Formulas for the Group Sequential Sampling of Attributes

Abstract

When an infinite lot consisting of defective and nondefective items is investigated by means of a group sequential sampling plan, the use of matrices and vectors is helpful in determining the probabilities of various combinations of the two classes of items and in computing unbiased estimates of the lot fraction defective.
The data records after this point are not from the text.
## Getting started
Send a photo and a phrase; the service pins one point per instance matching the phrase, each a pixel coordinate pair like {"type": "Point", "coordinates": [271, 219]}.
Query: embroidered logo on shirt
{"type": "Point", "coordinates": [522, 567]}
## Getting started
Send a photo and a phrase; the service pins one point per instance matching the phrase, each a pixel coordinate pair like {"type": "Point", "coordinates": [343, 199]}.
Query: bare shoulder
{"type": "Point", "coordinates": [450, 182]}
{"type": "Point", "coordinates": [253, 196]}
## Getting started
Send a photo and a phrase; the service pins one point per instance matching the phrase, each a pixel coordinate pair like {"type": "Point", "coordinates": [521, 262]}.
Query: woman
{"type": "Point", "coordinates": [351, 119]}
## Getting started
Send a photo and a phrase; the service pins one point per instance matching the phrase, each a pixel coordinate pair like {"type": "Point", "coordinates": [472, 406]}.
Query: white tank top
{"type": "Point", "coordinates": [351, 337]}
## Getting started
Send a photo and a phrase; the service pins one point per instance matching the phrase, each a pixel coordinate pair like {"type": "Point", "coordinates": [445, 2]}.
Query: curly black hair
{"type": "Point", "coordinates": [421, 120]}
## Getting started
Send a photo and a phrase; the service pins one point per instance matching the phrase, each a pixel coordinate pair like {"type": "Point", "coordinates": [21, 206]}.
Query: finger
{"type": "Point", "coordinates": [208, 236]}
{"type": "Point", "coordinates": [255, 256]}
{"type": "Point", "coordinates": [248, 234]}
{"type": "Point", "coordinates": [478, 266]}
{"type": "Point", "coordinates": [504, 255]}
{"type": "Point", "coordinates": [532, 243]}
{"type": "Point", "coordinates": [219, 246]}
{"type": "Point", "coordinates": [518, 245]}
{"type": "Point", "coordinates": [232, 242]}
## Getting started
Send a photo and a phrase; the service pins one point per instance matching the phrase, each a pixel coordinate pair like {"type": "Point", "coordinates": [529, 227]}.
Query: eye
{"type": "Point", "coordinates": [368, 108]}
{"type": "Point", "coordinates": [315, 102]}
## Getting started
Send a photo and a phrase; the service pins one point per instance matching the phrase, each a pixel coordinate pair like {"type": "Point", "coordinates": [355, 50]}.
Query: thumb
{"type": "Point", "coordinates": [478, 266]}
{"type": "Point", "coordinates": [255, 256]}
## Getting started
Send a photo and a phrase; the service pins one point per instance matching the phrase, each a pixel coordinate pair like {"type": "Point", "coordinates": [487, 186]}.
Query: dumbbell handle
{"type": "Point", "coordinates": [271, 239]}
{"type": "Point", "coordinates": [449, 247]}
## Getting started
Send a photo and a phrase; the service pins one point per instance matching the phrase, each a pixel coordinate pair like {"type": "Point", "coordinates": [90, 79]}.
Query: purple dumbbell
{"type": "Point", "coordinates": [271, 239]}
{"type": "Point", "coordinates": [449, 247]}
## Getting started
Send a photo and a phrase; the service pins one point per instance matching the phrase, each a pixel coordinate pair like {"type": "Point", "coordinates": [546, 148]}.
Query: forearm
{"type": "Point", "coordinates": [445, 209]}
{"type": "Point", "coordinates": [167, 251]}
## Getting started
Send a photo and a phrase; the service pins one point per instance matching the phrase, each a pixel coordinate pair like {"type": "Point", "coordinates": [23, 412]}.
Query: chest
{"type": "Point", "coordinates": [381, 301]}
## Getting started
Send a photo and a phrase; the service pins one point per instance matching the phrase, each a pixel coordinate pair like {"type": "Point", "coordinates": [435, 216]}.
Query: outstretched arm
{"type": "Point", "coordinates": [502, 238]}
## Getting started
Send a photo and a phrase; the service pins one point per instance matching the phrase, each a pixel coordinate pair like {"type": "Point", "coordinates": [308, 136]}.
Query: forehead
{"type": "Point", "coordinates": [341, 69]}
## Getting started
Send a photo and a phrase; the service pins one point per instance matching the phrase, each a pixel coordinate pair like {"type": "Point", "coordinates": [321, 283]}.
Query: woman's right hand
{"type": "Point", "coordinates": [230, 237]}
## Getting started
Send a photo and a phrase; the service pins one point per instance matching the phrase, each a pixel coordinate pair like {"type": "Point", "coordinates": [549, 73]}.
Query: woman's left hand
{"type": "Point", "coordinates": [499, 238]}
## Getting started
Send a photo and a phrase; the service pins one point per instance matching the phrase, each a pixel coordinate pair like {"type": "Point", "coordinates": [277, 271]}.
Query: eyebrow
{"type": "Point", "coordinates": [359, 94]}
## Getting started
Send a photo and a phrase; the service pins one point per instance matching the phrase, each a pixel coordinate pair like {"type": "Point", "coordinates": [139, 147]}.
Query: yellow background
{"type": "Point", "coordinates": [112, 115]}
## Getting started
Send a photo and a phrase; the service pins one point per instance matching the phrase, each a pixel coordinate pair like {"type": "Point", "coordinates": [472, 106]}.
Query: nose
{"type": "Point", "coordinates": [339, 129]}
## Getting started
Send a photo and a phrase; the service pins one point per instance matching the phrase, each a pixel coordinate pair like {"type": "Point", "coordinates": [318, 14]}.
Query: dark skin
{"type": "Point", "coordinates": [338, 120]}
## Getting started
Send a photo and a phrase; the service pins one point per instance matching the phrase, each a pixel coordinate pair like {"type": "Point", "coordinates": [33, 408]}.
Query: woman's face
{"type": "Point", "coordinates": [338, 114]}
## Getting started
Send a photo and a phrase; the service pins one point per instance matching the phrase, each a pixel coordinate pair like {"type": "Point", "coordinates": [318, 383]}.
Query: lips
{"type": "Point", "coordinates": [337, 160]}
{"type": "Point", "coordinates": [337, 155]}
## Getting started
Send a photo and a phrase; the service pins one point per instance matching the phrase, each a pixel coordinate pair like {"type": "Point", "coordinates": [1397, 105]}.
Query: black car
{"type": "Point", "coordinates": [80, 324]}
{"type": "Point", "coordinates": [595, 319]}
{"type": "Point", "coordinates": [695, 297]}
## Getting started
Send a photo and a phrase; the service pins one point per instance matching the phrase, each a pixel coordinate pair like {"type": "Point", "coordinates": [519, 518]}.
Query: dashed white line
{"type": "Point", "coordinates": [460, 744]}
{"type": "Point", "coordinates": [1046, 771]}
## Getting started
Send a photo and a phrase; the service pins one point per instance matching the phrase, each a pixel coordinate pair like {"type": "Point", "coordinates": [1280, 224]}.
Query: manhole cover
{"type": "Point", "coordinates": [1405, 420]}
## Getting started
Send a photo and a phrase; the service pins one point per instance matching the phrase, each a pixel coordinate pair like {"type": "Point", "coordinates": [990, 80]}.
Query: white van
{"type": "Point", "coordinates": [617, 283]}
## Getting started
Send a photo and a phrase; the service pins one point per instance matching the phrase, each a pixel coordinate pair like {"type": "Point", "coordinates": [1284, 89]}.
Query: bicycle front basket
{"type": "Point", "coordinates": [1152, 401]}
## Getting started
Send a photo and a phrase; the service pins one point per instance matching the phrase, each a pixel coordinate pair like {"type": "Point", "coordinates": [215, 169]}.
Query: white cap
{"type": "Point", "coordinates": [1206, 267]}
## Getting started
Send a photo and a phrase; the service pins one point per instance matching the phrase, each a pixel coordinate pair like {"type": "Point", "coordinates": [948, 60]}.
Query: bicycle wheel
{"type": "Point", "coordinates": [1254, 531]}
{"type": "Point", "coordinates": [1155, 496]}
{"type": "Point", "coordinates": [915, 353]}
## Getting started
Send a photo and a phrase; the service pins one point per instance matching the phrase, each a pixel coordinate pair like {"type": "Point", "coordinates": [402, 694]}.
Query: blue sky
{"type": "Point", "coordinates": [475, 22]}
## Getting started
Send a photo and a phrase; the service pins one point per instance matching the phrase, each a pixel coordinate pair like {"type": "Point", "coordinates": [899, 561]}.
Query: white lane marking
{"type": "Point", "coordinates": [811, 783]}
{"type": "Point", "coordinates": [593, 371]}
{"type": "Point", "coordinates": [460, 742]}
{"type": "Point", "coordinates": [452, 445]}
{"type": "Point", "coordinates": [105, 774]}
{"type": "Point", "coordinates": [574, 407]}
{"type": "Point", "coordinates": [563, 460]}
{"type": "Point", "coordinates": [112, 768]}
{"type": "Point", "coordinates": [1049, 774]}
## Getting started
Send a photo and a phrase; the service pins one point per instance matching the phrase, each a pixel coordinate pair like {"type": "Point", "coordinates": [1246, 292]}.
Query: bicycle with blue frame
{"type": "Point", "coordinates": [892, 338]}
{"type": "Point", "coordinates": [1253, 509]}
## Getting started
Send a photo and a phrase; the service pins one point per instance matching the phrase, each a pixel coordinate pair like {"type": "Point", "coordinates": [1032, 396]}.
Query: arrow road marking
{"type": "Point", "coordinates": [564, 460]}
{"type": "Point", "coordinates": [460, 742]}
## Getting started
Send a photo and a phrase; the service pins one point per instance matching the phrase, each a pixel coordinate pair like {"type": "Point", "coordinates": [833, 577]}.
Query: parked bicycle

For a sequential plan of the Bartky [1] type, the infinite summation of such vectors leads to an exact, explicit formula for the average number of items inspected, \begin{equation*}\tag{1.1}\bar n_p = p^{-1}\{L_p\lbrack G(h_1 + h_2 - 1) - (h_1 + h_2)\rbrack - G(h_2 - 1) + h_1 + h_2 - \lbrack h_1\rbrack\}\end{equation*}, where $p$ is the fraction defective in the lot, $L_p$ is the probability of arriving at a decision to accept the lot, $h_1$ and $h_2$ are parameters of the plan as defined by the Statistical Research Group [3], $G(i)$ is defined by Bartky's equation (36), and $\lbrack h_1\rbrack$ is the largest integer equal to or less than $h_1$. In approximating $L_p$, or in finding the parameters of a sequential plan with specified risks, the formulas proposed by Wald [2] and the Statistical Research Group can be improved by adding an adjustment, \begin{equation*}\tag{1.2}a = \frac{1}{3}(1 - 2s)\end{equation*}, to the value of $h_2$ wherever it occurs. Their formula for approximating $\bar n_p$ can be improved by adding the adjustment \begin{equation*}\tag{1.3} cq = aq/(1 - s)\end{equation*} wherever $h_2$ occurs, provided that the value of $L_p$ which appears in this formula is arrived at by employing adjustment (1.2).